Pertinence crépusculaire

Critique Le créateur de Giuseppe Bergman a déjà montré qu’il était capable de tout. Il se glisse dans
la peau du Caravage avec délices, nous restituant ses toiles en maître du clair-obscur. Ce genre d’exercice
le passionne et il y parvient sans forfanterie. Manara connaît son sujet sur le bout des doigts, ce qui lui permet de proposer sa vision. Avec une intuition géniale, il montre un peintre allant chercher ses modèles dans la rue. Les historiens n’en sont pas sûrs, mais ils ne peuvent l’écarter. La manière dont le bédéaste reconstitue la Rome de l’aube du XVIe siècle ne laisse rien au hasard.

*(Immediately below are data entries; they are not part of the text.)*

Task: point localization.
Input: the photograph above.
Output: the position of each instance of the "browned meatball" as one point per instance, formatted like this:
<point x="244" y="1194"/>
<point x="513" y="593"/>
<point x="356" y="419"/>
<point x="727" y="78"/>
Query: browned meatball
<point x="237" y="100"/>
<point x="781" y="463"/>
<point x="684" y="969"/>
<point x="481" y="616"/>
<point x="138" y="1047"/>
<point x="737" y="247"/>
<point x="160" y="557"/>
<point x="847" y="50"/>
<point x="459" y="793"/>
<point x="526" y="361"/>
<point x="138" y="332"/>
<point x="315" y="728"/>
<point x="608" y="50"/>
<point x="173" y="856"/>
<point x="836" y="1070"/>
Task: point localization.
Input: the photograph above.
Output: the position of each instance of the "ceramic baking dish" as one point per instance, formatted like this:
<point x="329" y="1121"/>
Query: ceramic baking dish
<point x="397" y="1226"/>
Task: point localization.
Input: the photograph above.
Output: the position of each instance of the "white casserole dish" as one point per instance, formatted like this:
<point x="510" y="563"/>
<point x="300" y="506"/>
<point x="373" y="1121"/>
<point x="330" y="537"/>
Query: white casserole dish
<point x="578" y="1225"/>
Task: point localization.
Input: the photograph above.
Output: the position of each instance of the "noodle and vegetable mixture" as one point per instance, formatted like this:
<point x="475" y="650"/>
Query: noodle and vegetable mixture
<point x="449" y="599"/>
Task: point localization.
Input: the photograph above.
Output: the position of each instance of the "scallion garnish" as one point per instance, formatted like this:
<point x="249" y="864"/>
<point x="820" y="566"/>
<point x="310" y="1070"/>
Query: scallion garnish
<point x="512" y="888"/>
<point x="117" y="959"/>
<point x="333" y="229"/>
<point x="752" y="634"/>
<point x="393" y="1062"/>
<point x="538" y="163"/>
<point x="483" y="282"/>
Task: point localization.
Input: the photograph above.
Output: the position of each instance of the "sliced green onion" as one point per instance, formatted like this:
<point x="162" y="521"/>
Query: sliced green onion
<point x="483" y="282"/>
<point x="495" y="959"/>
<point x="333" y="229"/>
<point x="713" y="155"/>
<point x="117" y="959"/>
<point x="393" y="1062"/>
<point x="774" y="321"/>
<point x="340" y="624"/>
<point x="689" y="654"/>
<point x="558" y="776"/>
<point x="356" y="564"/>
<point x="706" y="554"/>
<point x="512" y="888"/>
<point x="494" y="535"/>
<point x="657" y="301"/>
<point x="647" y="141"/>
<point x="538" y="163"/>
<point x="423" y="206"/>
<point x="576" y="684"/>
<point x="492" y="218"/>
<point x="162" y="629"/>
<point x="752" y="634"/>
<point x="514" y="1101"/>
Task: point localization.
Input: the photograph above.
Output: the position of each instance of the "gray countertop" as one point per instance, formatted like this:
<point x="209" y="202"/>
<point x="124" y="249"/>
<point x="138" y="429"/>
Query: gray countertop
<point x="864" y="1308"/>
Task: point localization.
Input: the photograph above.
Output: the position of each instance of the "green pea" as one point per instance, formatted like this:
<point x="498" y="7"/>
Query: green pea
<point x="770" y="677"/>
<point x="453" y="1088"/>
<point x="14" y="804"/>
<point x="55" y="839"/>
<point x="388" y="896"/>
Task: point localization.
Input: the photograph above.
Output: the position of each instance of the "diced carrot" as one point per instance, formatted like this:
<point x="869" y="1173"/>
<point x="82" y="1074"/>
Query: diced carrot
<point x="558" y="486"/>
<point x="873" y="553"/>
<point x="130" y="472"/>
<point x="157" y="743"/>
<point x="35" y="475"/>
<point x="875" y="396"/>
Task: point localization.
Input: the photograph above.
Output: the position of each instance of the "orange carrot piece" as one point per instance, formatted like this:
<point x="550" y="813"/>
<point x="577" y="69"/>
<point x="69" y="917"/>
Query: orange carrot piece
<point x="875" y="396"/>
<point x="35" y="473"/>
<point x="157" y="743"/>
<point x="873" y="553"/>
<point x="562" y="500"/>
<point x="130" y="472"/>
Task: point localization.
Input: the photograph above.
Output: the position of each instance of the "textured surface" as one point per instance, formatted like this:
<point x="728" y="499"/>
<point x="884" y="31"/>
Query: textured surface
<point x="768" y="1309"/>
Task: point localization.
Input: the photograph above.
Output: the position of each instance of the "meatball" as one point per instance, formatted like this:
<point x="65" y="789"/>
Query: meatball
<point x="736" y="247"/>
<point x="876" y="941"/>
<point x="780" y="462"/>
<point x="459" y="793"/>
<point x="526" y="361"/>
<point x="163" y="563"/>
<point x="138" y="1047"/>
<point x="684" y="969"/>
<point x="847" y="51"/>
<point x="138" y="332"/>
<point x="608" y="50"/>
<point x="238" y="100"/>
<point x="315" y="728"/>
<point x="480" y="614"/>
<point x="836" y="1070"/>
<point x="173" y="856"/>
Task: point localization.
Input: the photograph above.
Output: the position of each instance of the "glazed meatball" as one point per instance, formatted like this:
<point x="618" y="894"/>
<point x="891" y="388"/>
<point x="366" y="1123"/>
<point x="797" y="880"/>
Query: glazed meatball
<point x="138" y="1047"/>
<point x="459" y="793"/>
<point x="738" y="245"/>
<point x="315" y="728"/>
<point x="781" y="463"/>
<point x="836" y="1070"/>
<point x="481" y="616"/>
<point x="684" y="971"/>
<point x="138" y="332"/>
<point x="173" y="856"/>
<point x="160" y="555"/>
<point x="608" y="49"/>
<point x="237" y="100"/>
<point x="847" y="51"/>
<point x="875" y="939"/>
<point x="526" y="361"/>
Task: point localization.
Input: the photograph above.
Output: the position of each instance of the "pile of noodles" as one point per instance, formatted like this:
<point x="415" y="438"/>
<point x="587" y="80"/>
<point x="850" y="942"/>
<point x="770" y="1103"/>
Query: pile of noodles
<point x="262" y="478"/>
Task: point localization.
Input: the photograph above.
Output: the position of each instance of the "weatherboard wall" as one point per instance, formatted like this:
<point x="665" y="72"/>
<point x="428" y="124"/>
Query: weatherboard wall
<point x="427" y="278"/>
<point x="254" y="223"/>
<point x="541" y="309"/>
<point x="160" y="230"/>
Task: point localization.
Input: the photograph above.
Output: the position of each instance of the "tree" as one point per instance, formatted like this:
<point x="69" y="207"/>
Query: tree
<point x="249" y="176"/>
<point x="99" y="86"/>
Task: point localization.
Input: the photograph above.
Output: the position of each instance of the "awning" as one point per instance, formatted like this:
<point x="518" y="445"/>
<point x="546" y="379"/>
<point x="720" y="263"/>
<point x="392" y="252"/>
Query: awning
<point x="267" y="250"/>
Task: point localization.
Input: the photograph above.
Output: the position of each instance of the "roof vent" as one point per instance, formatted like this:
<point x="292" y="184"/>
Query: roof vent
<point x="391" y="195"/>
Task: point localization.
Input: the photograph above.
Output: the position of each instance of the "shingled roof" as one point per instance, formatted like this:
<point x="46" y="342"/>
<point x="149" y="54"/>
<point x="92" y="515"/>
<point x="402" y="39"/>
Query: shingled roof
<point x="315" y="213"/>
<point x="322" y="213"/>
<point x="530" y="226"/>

Les documents existent, il y inocule une atmosphère crépusculaire. Ceux qui l’attendent sur le cul resteront affamés. Non pas que les chairs soient toutes voilées dans ce premier tome, loin de là, mais jamais Manara ne montre le peintre en ébats. Pour souligner l’ambiguïté sexuelle
de son sujet, il lui fait prendre deux modèles pour fixer les fesses d’un ange. Cette combinaison masculine et féminine représente, à ses yeux, la bonne mesure.
Très documenté, de la belle ouvrage.